Esistono casi in cui un’eredità, anziché un beneficio, può trasformarsi improvvisamente in un incubo, da cui si rimane intrappolati senza una concreta via di fuga. E’ quello che accade nel nuovo horror firmato da Pascal Laugier, dal titolo La casa delle bambole – Ghostland, nei cinema dal 6 dicembre, distribuito da Koch Media.
Pauline e le due figlie adolescenti, Beth e Vera, ricevono in eredità una vecchia villa piena di cimeli e bambole antiche che rendono l’atmosfera tetra e inquietante. Durante la notte, due intrusi penetrano nella casa e prendono in ostaggio le ragazze. Pauline lotta disperatamente per la vita delle figlie e riesce ad avere la meglio sugli assalitori, ma il trauma di quella notte segnerà per sempre il destino delle ragazze. Mentre Beth riesce a reagire e a lasciarsi il passato alle spalle, diventando una scrittrice di successo, Vera invece non supera lo shock e si rinchiude nelle sue paranoie. Sedici anni più tardi Beth riceve una telefonata dalla sorella che le chiede aiuto. La ragazza ritorna così nella casa delle bambole dove scoprirà che l’incubo, in realtà, non è ancora finito.
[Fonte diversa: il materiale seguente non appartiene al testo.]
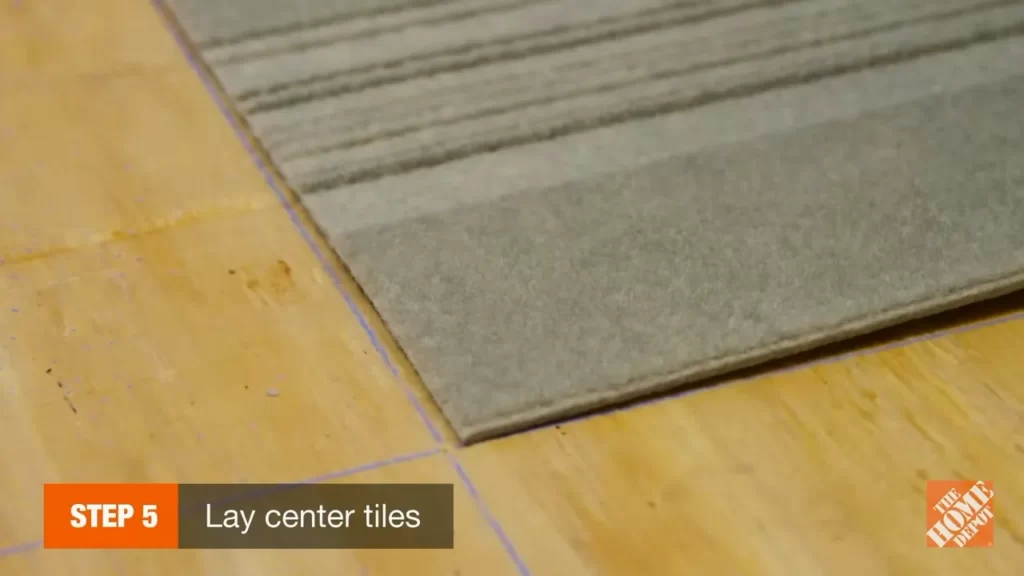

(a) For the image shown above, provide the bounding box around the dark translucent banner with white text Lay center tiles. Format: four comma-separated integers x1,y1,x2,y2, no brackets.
178,484,455,549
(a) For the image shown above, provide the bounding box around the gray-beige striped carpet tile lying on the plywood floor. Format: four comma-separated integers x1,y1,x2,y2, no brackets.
163,0,1024,442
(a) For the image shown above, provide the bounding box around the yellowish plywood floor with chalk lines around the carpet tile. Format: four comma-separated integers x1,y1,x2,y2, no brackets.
0,0,1024,576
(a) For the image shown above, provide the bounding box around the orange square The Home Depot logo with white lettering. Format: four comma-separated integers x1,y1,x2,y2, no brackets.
927,480,995,548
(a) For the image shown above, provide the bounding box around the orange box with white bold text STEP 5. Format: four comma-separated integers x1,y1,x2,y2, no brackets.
43,484,178,548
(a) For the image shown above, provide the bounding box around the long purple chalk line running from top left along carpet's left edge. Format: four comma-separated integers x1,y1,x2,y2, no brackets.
150,0,530,576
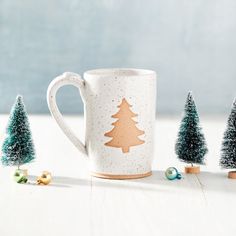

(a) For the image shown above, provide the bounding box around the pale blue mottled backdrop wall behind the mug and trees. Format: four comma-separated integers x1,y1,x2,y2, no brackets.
0,0,236,114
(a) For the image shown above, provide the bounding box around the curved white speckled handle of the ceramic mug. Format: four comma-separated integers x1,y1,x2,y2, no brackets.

Il cast è composto da Taylor Hickson, Rob Archer, Emilia Jones, Adam Hurtig e Anastasia Phillips.
Alla vicenda terrificante, la storia mette in parallelo il rapporto tra le due sorelle, una più introversa e fantasiosa, mentre l’altra con i piedi per terra e le mani sempre sul suo IPhone: «essenzialmente l’idea era di descrivere la vocazione di Beth – spiega il regista francese – e cioè quella di una giovane ragazza che attinge dall’orrore della sua esperienza passata l’ispirazione stessa del suo futuro lavoro. Di fatto, potremmo definire questo genere di film proprio così: ‘Cerchiamo di trasformare in oro le nostre angosce più profonde’. Si tratta di un paradosso che mi ha sempre affascinato nei film horror».
I due personaggi cattivi hanno un aspetto grottesco che crea grande inquietudine, rendendo la percezione della minaccia ancora più insidiosa e suggestiva.
Tra i punti di forza che arricchiscono la realizzazione del film, sicuramente la fotografia, curata da Danny Nowak, così come per la scenografia di Gordon Wilding.